Voilà Verdure, le trente-troisième livre de Jean-Loup Trassard. Ni récit ni roman, très exactement un recueil d’articles et de préfaces que notre auteur a publié à divers endroits et moments. Depuis la plus modeste publication – « L’hirondelle » bulletin municipal de Saint-Hilaire du Maine, commune mayennaise où il habite depuis une cinquantaine d’années – jusqu’à la plus connue – Le Figaro littéraire. Le thème récurrent, obsessionnel et combatif, qui parcourt tous ces textes est la défense et illustration de la campagne et du bocage mis à mal par les politiques publiques de la seconde moitié du XXe siècle.
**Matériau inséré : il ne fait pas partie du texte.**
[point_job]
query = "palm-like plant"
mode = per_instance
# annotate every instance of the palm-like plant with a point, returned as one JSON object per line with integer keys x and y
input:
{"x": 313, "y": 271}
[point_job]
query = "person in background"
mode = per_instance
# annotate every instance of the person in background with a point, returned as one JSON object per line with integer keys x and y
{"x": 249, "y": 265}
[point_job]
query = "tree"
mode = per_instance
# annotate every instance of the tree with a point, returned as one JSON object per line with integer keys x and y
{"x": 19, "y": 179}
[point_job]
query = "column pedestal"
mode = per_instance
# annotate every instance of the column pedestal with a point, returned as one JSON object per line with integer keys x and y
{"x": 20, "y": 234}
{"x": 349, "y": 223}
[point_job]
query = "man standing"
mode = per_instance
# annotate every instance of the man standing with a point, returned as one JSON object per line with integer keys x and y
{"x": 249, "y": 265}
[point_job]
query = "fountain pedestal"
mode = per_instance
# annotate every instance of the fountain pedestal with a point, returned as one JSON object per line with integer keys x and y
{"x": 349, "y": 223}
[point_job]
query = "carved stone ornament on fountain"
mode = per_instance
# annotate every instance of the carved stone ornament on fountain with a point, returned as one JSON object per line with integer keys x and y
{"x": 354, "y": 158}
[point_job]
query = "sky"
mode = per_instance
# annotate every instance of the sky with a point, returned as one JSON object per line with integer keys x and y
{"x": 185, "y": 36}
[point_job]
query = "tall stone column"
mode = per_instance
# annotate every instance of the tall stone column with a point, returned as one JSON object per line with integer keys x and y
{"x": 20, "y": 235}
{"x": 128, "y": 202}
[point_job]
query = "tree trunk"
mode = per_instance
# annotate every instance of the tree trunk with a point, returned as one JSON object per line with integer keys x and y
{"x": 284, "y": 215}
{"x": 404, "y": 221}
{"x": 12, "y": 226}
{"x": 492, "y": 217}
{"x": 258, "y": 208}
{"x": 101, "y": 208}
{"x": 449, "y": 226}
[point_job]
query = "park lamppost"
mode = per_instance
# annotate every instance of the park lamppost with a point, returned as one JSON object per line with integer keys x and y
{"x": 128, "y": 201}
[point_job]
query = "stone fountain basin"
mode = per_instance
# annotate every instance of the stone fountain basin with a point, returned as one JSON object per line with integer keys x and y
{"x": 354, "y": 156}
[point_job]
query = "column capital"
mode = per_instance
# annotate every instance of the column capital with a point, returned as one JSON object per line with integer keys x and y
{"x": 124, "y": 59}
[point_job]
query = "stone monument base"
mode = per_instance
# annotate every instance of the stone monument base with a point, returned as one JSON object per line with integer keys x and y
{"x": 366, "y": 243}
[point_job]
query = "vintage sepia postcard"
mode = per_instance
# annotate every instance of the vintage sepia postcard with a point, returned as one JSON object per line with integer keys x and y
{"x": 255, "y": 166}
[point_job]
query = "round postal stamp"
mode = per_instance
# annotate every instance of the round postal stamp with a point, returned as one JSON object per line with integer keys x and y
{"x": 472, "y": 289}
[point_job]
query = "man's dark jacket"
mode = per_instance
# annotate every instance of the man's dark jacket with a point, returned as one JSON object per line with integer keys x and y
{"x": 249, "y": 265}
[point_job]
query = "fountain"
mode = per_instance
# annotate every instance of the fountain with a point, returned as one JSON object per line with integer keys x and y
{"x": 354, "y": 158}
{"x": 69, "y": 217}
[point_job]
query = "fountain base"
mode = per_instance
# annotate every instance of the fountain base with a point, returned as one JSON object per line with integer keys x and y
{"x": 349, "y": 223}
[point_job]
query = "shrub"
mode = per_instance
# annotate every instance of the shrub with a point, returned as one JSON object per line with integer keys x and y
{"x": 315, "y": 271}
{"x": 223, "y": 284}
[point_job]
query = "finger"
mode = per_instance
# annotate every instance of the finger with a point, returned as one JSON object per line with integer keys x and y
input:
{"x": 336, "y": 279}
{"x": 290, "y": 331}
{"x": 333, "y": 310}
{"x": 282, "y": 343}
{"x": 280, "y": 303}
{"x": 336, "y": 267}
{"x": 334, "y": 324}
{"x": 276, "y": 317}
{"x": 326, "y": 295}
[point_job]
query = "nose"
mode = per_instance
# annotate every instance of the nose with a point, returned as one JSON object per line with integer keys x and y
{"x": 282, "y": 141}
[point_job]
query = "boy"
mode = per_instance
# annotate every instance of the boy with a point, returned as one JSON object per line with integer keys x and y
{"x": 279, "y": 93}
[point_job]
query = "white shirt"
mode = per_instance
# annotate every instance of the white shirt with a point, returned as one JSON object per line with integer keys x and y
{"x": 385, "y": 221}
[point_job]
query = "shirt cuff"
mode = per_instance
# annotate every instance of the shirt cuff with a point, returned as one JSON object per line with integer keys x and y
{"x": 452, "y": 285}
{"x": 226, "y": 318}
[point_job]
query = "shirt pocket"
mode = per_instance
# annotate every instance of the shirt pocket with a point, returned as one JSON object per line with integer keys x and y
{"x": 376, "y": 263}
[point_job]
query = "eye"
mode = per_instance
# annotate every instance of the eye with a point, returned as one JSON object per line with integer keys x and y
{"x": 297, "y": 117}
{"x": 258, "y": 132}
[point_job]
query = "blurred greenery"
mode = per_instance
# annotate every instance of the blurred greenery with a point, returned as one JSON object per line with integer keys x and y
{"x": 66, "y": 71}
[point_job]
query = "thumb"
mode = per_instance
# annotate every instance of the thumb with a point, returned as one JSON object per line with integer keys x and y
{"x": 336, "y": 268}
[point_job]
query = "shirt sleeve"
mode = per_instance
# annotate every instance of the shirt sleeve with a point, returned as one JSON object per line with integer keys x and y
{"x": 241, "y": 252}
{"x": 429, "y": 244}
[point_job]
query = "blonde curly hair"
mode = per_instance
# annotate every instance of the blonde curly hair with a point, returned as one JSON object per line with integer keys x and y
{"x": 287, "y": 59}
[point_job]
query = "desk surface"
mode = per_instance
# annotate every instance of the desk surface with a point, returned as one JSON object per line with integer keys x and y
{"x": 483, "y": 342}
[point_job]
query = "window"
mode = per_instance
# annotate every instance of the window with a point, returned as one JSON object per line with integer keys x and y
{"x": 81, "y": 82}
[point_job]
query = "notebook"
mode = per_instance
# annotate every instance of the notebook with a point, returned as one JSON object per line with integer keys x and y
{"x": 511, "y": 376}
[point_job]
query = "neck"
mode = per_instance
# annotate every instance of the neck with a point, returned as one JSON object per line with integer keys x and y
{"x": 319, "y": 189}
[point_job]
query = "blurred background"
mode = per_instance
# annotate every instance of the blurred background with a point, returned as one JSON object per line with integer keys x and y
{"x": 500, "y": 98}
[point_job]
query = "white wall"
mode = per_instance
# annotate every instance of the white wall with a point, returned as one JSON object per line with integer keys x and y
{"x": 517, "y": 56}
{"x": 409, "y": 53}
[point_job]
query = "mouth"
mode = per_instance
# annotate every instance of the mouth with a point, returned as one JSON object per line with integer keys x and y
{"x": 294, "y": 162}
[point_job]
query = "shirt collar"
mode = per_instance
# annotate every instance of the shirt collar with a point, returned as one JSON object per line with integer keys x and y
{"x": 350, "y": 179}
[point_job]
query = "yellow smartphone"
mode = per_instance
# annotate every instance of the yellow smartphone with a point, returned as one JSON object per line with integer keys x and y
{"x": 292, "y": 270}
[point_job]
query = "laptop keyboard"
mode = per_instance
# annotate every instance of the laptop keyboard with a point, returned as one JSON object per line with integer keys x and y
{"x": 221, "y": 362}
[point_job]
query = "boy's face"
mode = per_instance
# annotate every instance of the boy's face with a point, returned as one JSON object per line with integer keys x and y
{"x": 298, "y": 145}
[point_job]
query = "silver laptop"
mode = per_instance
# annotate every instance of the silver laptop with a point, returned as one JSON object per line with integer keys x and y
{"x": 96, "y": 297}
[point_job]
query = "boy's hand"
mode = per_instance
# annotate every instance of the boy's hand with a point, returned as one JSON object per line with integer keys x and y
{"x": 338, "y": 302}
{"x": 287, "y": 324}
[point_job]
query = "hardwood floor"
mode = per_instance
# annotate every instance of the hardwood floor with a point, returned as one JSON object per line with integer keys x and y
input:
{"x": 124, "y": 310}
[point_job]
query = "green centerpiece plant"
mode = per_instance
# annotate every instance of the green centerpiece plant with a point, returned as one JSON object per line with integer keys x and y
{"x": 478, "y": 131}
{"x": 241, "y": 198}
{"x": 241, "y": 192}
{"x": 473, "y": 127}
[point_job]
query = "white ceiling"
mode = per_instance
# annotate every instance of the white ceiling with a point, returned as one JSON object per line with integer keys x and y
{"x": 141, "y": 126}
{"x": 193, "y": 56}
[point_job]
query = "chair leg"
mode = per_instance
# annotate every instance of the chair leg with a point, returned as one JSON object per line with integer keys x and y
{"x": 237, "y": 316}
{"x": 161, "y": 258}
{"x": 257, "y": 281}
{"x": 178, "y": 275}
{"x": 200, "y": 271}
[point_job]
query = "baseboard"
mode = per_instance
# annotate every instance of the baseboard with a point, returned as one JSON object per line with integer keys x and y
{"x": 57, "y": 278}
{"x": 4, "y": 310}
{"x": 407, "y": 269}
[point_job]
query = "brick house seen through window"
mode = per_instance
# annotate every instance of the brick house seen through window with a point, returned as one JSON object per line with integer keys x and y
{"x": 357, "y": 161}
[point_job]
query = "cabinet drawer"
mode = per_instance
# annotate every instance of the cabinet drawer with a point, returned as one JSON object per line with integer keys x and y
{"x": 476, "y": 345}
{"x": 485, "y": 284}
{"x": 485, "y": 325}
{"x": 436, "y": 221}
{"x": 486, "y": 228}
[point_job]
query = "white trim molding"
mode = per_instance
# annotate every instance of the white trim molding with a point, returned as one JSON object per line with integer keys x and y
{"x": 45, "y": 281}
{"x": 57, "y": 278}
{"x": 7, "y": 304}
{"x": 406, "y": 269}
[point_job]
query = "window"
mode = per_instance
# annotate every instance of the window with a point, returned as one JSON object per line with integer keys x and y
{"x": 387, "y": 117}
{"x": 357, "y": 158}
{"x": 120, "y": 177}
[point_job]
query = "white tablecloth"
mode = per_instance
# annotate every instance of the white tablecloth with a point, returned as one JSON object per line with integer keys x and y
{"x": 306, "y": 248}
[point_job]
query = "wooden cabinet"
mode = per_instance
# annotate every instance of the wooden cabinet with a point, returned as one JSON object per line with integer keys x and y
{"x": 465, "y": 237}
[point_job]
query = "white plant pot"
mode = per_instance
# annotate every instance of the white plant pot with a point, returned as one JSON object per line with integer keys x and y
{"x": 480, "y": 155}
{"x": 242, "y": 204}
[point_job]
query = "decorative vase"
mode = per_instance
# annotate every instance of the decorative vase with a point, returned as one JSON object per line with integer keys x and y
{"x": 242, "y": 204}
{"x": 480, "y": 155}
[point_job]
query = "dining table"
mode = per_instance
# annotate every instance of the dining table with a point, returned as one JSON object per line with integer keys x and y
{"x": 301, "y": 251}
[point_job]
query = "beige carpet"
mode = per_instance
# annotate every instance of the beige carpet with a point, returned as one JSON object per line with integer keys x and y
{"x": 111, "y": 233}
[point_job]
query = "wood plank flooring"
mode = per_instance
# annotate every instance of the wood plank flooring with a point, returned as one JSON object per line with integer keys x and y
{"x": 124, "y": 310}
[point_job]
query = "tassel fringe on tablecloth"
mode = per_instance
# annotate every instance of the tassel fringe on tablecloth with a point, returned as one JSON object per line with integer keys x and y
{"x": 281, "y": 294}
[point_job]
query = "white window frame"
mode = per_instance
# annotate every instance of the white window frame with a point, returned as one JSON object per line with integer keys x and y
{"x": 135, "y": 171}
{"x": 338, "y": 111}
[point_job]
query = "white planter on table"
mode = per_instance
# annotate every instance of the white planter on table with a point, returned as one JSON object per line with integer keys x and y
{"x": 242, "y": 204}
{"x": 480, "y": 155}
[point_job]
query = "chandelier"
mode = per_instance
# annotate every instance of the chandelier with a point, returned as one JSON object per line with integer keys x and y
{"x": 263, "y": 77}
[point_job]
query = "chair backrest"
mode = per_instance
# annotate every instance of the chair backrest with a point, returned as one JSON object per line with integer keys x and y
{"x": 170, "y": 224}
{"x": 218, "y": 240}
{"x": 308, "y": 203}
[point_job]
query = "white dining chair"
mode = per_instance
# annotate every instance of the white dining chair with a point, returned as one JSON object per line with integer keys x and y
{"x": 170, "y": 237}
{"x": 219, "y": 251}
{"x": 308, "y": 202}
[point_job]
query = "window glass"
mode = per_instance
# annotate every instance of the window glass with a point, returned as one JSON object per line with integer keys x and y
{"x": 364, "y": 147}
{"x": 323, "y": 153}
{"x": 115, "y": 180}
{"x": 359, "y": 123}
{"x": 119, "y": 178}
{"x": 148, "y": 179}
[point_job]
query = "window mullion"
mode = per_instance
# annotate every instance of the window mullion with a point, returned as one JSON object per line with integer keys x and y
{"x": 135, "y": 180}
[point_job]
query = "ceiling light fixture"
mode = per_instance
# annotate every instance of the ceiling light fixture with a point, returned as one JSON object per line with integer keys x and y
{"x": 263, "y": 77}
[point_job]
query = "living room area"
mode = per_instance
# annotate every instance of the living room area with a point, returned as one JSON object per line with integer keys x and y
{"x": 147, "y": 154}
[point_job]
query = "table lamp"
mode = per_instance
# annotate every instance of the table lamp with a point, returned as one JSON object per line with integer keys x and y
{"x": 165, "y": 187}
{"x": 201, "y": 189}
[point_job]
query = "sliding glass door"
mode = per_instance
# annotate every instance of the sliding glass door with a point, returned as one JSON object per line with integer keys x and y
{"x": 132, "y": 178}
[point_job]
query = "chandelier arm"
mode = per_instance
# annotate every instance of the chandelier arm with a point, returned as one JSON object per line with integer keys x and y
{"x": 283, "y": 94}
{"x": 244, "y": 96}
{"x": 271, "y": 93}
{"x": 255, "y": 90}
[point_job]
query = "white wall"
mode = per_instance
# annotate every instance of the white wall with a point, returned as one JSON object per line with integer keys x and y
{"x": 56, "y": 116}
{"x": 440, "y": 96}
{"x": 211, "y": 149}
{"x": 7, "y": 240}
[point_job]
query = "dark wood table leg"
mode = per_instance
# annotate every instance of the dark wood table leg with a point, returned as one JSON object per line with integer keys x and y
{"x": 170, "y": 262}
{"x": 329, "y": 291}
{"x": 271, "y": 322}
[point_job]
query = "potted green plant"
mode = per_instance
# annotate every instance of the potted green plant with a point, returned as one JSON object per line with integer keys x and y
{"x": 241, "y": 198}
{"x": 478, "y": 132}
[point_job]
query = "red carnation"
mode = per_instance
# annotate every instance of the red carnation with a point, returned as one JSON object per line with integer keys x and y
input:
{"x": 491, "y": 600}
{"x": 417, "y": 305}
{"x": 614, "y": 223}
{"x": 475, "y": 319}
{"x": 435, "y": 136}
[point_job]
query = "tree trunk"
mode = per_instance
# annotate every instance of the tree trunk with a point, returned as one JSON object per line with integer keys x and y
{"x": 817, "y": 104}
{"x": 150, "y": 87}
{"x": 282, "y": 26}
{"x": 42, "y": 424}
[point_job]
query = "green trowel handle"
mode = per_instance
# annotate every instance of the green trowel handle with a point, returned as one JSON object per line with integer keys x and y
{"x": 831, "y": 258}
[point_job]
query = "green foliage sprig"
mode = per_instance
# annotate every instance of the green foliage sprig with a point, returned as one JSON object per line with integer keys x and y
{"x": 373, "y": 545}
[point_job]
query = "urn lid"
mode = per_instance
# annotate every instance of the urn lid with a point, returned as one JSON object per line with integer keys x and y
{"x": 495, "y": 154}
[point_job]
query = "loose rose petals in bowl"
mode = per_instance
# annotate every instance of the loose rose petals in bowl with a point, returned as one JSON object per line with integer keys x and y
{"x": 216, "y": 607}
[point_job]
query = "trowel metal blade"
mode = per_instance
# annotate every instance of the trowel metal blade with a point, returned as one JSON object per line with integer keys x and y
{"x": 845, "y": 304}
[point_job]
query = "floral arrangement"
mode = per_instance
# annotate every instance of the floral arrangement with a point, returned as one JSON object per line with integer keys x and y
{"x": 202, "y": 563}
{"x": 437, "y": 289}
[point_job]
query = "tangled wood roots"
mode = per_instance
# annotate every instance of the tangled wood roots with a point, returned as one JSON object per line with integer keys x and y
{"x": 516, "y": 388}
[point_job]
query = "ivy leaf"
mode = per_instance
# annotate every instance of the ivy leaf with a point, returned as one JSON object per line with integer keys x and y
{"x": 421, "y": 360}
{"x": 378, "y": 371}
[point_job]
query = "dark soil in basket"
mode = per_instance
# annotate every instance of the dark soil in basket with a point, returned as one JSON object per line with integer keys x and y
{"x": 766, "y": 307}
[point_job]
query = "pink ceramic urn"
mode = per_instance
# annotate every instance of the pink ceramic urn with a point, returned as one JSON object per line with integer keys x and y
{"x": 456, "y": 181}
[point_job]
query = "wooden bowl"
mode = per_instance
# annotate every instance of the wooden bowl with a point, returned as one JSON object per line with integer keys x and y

Trassard est L’homme des haies pour reprendre l’un des titres de ses livres et les dix-sept textes qui composent ce recueil sont écrits d’un même élan, pugnace et poétique, vif et mélancolique, doux et militant. Comme une recherche d’un temps perdu, celui de sa prime jeunesse, « je suis revenu à la maison d’enfance qui fut toujours ma racine la plus tendre » écrit-il dans L’Amitié des abeilles, son tout premier livre publié en 1961 alors qu’il n’avait pas encore trente ans. Il ne s’est jamais plus éloigné de son havre mayennais planté au milieu du bocage. « Dans les années 50, nous dit Jean-Loup Trassard, les fermes d’ici tenaient plus ou moins vingt hectares qu’on labourait, hersait et ensemençait avec les chevaux. Maintenant, puisque vingt hectares ne permettent plus de vivre et de travailler comme ils l’entendent, les cultivateurs cherchent avant tout à acquérir de la surface parce qu’elle leur donne le droit à des aides administratives, à produire plus de lait et à répandre sur le sol le lisier qui s’entasse auprès de la stabul’, le cher vieux mot étable n’ayant plus lieu d’être employé. »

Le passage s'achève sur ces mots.